On Thu, 19 Apr 2018 10:19:26 -0600
Alex Williamson <alex.williamson@redhat.com> wrote:

> [cc +Kirti]
> 
> On Wed, 18 Apr 2018 18:55:45 +0800
> Xu Yandong <xuyandong2@huawei.com> wrote:
> 
> > The task structure in vfio_dma struct used to identify the same
> > task who map it or other task who shares same adress space is
> > allowed to unmap.
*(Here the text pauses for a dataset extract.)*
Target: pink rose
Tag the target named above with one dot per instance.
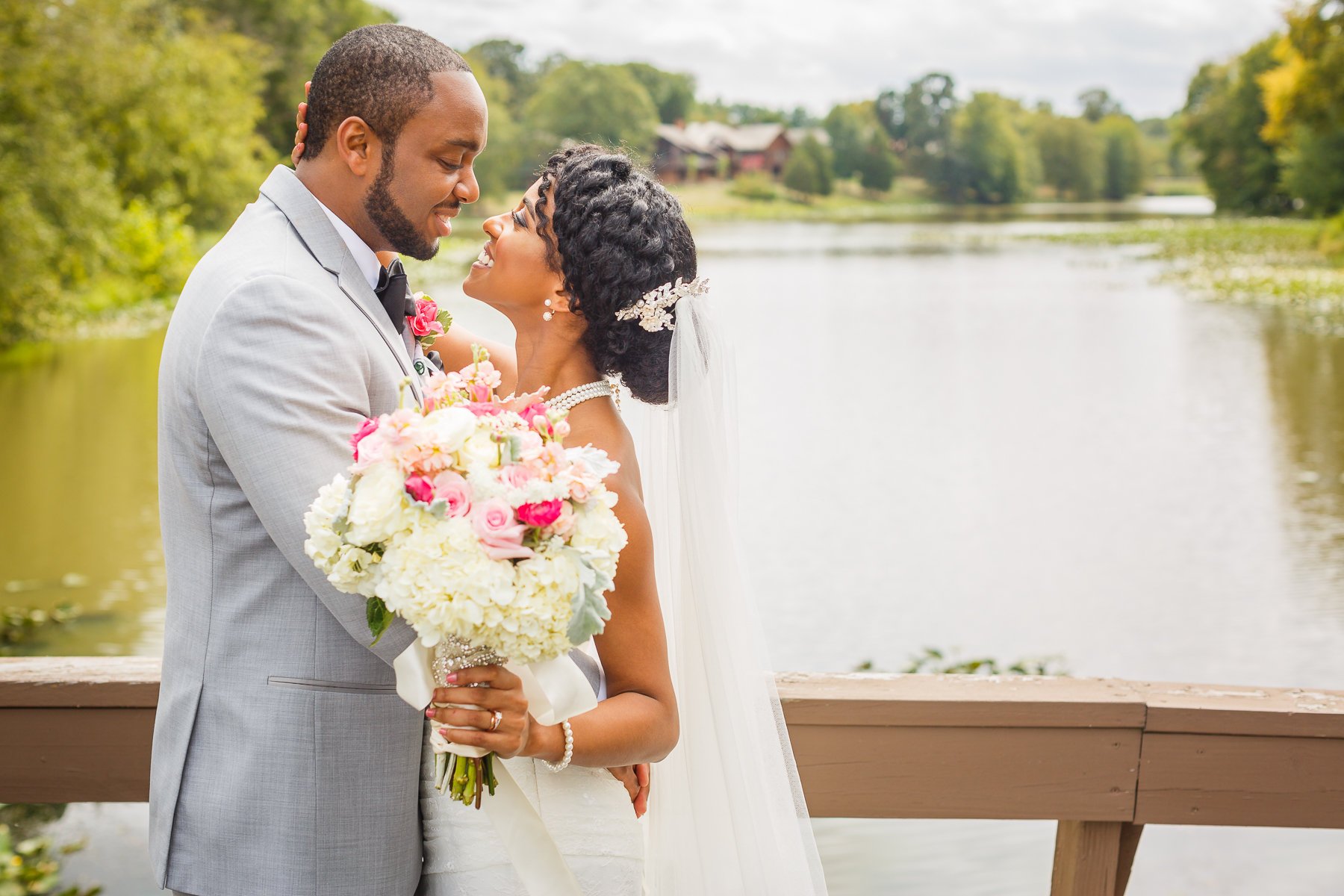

But if the task who map it has exited, mm of
> > the task has been set to null, we should unmap the vfio dma directly.
> > 
> > Signed-off-by: Xu Yandong <xuyandong2@huawei.com>
> > ---
> > Hi all,
> > When I unplug a vcpu from a VM lanched with a VFIO hostdev device,
> > I found that the *vfio_dma* mapped by this vcpu task could not be unmaped
> > in the future, so I send this patch to unmap vfio_dma directly if the
> > task who mapped it has exited. 
> > 
> > Howerver this patch may introduce a new security risk because any task can 
> > unmap the *vfio_dma* if the mapper task has exited.    
> 
> Well that's unexpected, but adding some debugging code I can clearly
> see that the map and unmap ioctls are typically called by the various
> processor threads, which all share the same mm_struct (so accounting is
> correct regardless of which CPU does the unmap).  I don't think the fix
> below is correct though, it's not for a security risk, but for
> accounting issue and correctness issues.  The pages are mapped and
> accounted against the users locked memory limits, if we simply bail
> out, both the IOMMU mappings and the limit accounting are wrong.
> Perhaps rather than referencing the calling task_struct in the vfio_dma
> on mapping, we should traverse to the highest parent task sharing the
> same mm_struct.  Kirti, any thoughts since this code originated for
> mdev support?  Thanks,

I think something like below is a better solution.  More research
required on group_leader and if it needs to be sanity tested or if
testing mm_struct is redundant, but I think it should resolve the
failing test case, all mappings reference the same task regardless of
which vCPU triggers it.  Thanks,

Alex

diff --git a/drivers/vfio/vfio_iommu_type1.c b/drivers/vfio/vfio_iommu_type1.c
index 5c212bf29640..3a1d3695c3fb 100644
--- a/drivers/vfio/vfio_iommu_type1.c
+++ b/drivers/vfio/vfio_iommu_type1.c
@@ -1093,6 +1093,7 @@ static int vfio_dma_do_map(struct vfio_iommu *iommu,
 	int ret = 0, prot = 0;
 	uint64_t mask;
 	struct vfio_dma *dma;
+	struct task_struct *task;
 
 	/* Verify that none of our __u64 fields overflow */
 	if (map->size != size || map->vaddr != vaddr || map->iova != iova)
@@ -1131,8 +1132,12 @@ static int vfio_dma_do_map(struct vfio_iommu *iommu,
 	dma->iova = iova;
 	dma->vaddr = vaddr;
 	dma->prot = prot;
-	get_task_struct(current);
-	dma->task = current;
+
+	task = (current->mm == current->group_leader->mm ?
+		current->group_leader : current);
+	get_task_struct(task);
+	dma->task = task;
+
 	dma->pfn_list = RB_ROOT;
 
 	/* Insert zero-sized and grow as we map chunks of it */